An abstract by Freedman et al. published in the September 1998 issue of Anesthesiology (1998; 89:633-41) contained an error. On page 633, second column, line 5, the word presence should have appeared instead of pressure. The corrected abstract appears below.

Background: Recent evidence suggests that transient neurologic symptoms commonly follow lidocaine spinal anesthesia. However, information concerning factors that affect their occurrence is limited. Accordingly, to evaluate many potential risk factors, the authors undertook a prospective, multicenter, epidemiologic study.

Methods: On a voluntary basis, anesthetists at 15 participating centers forwarded a data sheet on patients who had spinal anesthesia to a research nurse blinded to the details of anesthesia and surgery. A subset was randomly selected for follow-up. The presence of transient neurologic symptoms, defined as leg or buttock pain, was the principal outcome variable. Logistic regression was used to control for potential confounders, and adjusted odds ratios and confidence intervals were used to estimate relative risk.

Results: During a 14-month period, 1,863 patients were studied, of whom 47% received lidocaine, 40% bupivacaine, and 13% tetracaine. Patients given lidocaine were at higher risk for symptoms compared with those receiving bupivacaine (relative risk, 5.1; 95% CI, 2.5 to 10.2) or tetracaine (relative risk, 3.2; 95% CI, 1.04 to 9.84). For patients who received lidocaine, the relative risk of transient neurologic symptoms was 2.6 (95% CI, 1.5 to 4.5) with the lithotomy position compared with other positions, 3.6 (95% CI, 1.9 to 6.8), for outpatients compared with inpatients, and 1.6 (95% CI, 1 to 2.5) for obese (body mass index >30) compared with nonobese patients.

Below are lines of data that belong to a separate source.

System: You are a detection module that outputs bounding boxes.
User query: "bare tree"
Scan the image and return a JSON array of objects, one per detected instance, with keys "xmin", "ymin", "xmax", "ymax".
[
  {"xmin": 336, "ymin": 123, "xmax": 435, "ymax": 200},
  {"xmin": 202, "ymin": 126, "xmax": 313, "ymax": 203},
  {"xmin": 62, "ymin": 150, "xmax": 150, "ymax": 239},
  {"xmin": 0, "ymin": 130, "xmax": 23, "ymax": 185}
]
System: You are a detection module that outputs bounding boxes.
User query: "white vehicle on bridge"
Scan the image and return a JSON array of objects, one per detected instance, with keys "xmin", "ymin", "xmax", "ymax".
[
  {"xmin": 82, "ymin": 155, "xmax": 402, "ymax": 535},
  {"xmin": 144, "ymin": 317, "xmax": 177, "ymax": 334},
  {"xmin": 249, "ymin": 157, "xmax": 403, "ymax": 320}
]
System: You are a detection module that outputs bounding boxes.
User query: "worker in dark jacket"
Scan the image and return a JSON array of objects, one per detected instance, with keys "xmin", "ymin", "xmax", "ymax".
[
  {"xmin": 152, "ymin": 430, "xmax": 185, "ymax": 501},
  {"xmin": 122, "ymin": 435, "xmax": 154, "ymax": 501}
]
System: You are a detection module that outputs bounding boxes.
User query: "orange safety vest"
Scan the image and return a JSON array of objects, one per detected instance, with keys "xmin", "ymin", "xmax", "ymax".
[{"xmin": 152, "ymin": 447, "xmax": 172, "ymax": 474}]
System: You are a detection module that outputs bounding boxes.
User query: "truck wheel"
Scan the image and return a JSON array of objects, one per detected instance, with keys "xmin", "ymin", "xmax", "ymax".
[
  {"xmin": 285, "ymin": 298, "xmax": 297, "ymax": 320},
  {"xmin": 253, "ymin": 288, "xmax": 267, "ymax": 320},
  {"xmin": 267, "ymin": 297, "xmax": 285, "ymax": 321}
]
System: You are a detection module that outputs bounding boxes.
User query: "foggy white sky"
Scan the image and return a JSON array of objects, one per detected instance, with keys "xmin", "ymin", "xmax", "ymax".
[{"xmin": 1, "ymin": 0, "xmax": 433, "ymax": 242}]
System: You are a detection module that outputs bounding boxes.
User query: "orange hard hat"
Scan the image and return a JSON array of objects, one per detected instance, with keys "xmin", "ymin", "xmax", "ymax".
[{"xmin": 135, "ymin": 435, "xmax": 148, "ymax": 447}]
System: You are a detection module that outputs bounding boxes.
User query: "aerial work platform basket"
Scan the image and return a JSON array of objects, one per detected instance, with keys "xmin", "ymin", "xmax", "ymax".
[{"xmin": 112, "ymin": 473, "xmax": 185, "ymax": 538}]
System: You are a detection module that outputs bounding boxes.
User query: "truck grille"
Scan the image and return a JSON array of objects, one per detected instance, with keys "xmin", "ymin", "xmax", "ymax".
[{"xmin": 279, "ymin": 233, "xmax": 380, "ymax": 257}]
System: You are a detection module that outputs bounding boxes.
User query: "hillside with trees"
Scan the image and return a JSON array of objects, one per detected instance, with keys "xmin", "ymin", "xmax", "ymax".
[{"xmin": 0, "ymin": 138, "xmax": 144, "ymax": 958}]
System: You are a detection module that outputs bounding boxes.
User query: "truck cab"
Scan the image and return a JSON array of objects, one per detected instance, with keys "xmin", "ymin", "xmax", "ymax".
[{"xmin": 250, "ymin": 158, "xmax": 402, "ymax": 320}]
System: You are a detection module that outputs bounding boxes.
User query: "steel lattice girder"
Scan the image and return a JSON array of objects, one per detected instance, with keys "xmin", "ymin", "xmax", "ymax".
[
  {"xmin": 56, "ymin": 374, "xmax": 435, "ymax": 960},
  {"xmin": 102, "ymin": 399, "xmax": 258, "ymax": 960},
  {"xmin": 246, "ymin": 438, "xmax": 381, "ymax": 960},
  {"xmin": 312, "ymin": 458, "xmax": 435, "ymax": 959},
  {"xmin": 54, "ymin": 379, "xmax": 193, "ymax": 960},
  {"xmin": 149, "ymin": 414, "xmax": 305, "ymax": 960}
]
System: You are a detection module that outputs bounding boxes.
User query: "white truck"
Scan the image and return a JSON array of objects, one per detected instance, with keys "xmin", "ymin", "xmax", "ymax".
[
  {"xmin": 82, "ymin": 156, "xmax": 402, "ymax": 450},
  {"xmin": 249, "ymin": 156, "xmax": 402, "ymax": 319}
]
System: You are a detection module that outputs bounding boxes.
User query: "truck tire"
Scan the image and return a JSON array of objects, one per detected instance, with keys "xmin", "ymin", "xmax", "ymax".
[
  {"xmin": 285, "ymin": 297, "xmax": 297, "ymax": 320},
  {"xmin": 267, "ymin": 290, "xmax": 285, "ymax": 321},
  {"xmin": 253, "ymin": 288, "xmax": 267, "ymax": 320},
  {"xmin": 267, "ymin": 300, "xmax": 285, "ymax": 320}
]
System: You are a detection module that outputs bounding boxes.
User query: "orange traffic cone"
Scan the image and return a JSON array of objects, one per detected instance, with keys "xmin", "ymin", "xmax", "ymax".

Conclusions: These results indicate that transient neurologic symptoms commonly follow lidocaine spinal anesthesia but are relatively uncommon with bupivacaine or tetracaine. The data identify lithotomy position and outpatient status as important risk factors in patients who receive lidocaine. Among other factors postulated to increase risk, obesity had an effect of borderline statistical significance, whereas age, sex, history of back pain, needle type and lidocaine dose and concentration failed to affect risk.